There is another way: in Eastern Germany, as Guardian journalist Alec Luhn pointed out in his excellent article in March this year, some Khrushchevki were refurbished by Stefan Forster. This may not be possible across the board but it it certainly possible in many cases. This involved removing the top storey, as “a commitment to higher quality through reduction”, knocking apartments into each other and adding balconies and lifts where possible. It is also essential to have clear criteria for which buildings are to be replaced and why. It should be done in stages, and not in one tsunami of destruction and should be thought of as a whole with the entire city - how new high rises around the edge of Moscow will affect the whole city. If this goes ahead we will all remember the Moscow of today as a quaint old capital, with skies of scudding clouds. 

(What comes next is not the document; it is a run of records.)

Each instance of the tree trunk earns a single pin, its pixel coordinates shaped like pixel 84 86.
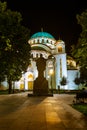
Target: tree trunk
pixel 10 86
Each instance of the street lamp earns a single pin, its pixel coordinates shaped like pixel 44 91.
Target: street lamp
pixel 51 73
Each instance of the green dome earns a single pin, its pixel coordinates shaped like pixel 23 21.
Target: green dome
pixel 42 34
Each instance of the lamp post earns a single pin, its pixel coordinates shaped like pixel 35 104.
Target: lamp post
pixel 51 73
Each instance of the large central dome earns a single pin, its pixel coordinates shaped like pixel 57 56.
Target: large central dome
pixel 42 34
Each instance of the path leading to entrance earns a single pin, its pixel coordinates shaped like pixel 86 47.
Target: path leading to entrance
pixel 20 112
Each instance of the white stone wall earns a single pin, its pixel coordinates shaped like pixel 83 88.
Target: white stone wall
pixel 71 77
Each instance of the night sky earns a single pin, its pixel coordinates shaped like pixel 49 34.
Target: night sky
pixel 57 18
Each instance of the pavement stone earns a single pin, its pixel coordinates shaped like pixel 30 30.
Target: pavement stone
pixel 20 112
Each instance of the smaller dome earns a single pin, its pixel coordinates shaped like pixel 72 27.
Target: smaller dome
pixel 42 34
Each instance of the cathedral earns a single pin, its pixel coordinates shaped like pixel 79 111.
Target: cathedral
pixel 55 64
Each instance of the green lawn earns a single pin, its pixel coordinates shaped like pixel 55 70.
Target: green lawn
pixel 82 107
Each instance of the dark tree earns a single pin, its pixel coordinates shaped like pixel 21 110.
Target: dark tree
pixel 14 49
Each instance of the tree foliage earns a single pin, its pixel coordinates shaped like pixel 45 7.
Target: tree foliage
pixel 79 51
pixel 14 49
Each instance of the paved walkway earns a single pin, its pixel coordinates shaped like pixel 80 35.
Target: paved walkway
pixel 20 112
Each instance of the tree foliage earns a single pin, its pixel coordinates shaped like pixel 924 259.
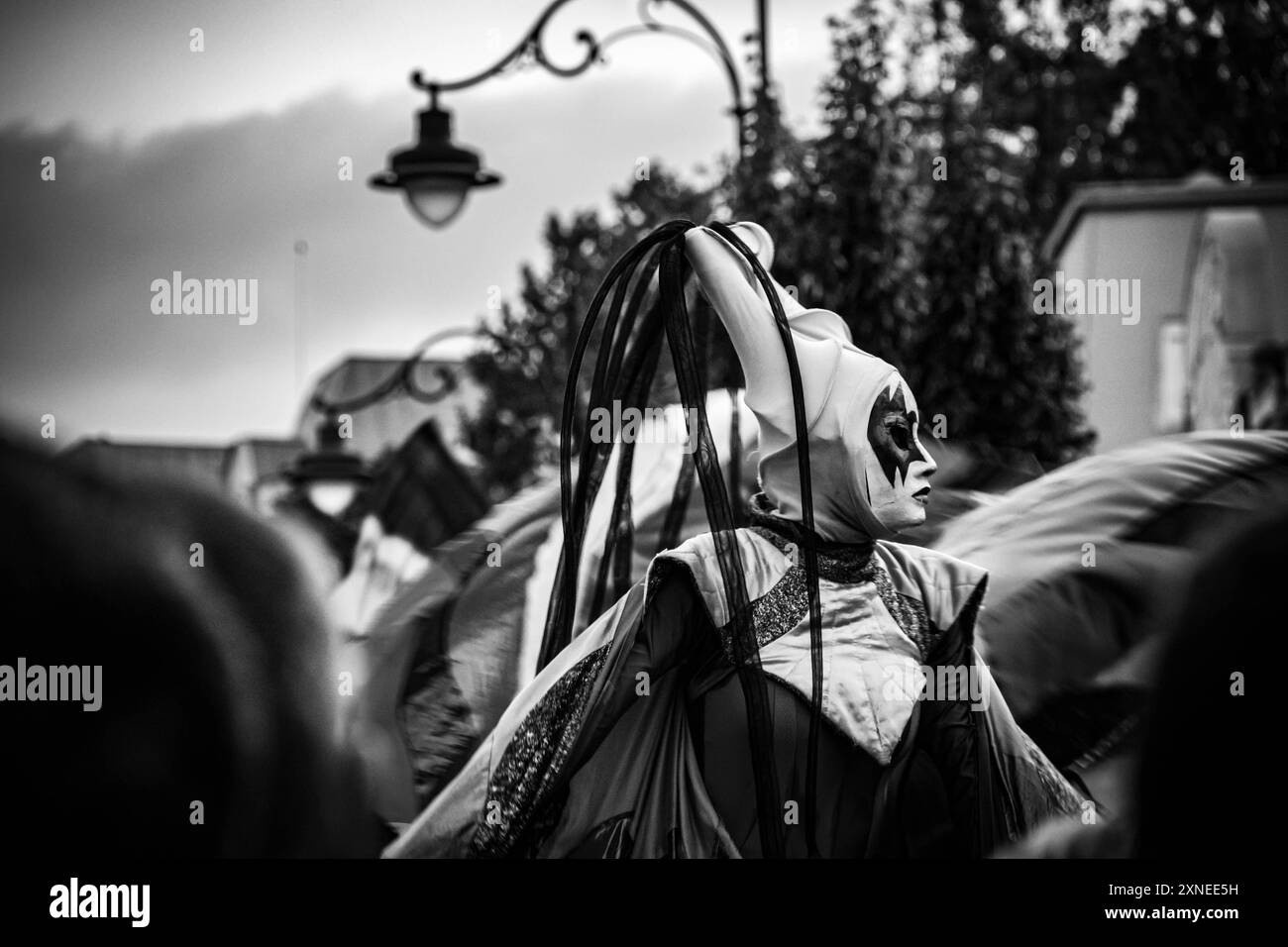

It was established by British architects Peter and Alison Smithson in the 1960s that 6-storeys in the optimum height for a residential building - 6 storeys up you are still close enough to the ground to feel part of the city and connected to the whole. The theories of American urbanist Jane Jacobs, republished in recent years in translation in Russia, about safe neighbourhoods hinge on them being low-rise - 6 storeys and less - allowing people to keep an eye on what is happening on the street. This project carries a very real danger of disconnecting hundreds of thousands of muscovites from their own reality and from the reality of the city. Beyond the replacement of some of the worst housing - that constitutes only a fraction of the some 8,000 buildings currently proposed for demolition - it is hard to see what positives this will bring. On the contrary, it has the potential to cause huge suffering and be a major distraction and burden on the lives of Muscovites wishing to remain in their homes.